Gemeiner Meinung nach schauen Frauen anderen zu allererst ins Gesicht, um sich ein Bild von der ganzen Persönlichkeit zu machen. Und in der Tat lässt sich aus einem einmalig gekonnten Blick-Winkel durchaus schön das zweite Gesicht auf Anhieb erfassen.
„Von hinten betrachtet sieht ein Haus meist anders als von vorne aus“, tönt es noch weise aus dem letzten Loch der guten Stube. Und so kann je nach Einschätzung dies Bildnis alsbald zur „Allerwertesten“ promovieren, in der die Betrachterin allzu gerne ihr Gesicht verlieren möchte, oder sich platt auf ihre vier Buchstaben abzusetzen verlangt.
Diese Da-Hintern-Schau hat Geschichte(n).
Schon die alten Griechinnen wussten theoretisch und praktisch Position einzunehmen und machten aus ihrer POlitischen Präferenz einen Namen für nachhaltige Forschungen.
„Griechisch“ ist heute noch landübergreifend der Begriff für den damaligen analigen Normalverkehr und an den Gymnasien, gr. gymnos = nackt, wurden auch diese sinnlichen Reize als lernstimulierend für andere Bereiche gelehrt.

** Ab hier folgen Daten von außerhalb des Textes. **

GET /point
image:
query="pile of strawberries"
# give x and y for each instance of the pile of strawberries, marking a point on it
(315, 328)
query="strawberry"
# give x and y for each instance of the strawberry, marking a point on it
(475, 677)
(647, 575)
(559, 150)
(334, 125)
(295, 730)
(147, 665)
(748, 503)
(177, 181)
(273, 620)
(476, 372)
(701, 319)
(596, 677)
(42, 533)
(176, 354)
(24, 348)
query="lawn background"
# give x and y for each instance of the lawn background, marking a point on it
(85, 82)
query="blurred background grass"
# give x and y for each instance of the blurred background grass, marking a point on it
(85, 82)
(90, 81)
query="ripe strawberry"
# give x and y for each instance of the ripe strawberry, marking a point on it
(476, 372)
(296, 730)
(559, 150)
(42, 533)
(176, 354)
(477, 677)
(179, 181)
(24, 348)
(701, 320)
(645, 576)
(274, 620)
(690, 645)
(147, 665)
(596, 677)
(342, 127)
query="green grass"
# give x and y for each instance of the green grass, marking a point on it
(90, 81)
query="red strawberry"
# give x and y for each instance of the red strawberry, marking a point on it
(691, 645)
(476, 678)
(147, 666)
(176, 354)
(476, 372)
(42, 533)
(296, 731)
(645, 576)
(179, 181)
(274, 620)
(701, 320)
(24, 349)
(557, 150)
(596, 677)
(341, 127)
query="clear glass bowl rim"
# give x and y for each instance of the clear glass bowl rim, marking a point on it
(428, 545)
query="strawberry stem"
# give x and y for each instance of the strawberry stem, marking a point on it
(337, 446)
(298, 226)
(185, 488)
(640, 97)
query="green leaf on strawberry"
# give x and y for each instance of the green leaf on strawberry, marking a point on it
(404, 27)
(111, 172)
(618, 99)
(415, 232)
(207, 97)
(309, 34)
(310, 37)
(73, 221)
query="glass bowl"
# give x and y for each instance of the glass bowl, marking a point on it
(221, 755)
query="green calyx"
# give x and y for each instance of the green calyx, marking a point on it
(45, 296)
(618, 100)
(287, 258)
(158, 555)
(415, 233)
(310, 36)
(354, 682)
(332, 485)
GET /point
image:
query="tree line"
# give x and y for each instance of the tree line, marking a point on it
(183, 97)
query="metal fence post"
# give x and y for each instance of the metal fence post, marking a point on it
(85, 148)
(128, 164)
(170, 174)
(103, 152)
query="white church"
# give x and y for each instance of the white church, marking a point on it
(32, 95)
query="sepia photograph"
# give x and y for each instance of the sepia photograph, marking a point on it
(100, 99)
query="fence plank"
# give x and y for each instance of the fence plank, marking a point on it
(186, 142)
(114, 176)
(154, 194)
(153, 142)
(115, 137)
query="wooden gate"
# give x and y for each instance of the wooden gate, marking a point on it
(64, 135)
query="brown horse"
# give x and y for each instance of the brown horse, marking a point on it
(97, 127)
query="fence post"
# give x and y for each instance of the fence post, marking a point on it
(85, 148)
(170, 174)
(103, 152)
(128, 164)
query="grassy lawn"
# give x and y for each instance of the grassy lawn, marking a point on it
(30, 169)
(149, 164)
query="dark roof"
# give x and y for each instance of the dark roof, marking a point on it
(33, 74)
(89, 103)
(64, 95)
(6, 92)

Rosige Backen und Lachgrübchen waren offensichtliche Zeichen pragmatischer Denkerinnen, bes. der Cynikerinnen. Wohlangesehene und gebildete Hetären in Hellas zeigten sich Gästinnen als erstes von ihrer „besten Seite“ und bewegten beide Hälften mit Klasse. Zur Profilierung trug frau eine G-Binde (Gesäß-B.), frz. sous-tien-cul, die im Gegensatz zum heutigen Hüfthalter den Pfirsich groß rausbrachte; zudem einen B-Halter, der die Birnen kleinmachte. Ideal war das burschikose junge Modell und deren „Antlitz“, mit dem begehrt verkehrt wurde und außerdem keine fötalen Auswirkungen zeitigte. Die hinterste Verehrung fand ihre vielfältigen Ausdrücke auch in der Sprache und in der Göttin Kallypygos, für die sich ihre Fans arschtapfer anstellten.
Auch die Römerinnen liebten es „a tergo“ und gingen mit dieser Stoßrichtung in die Analen ein. Gestylt wurde in speziellen Studios, in denen mit heißem Öl, Harz und Pech Schöngeist à popo betrieben und rosige Einblicke gewährt wurden. Die „Rimadonna“ ist Kennerinnen ein Symbol, die auch in streng englischer Tradition gern gehabt wurde: to rim oder „riming“ sind hinterste Leckereien und Züngeleien. „Rosebud“ ist die Rosenknospe, die die schöne Rosette zu jenem Lustreich meint, auch als Filmtitel bekannt wurde und als Eau de toilette betört.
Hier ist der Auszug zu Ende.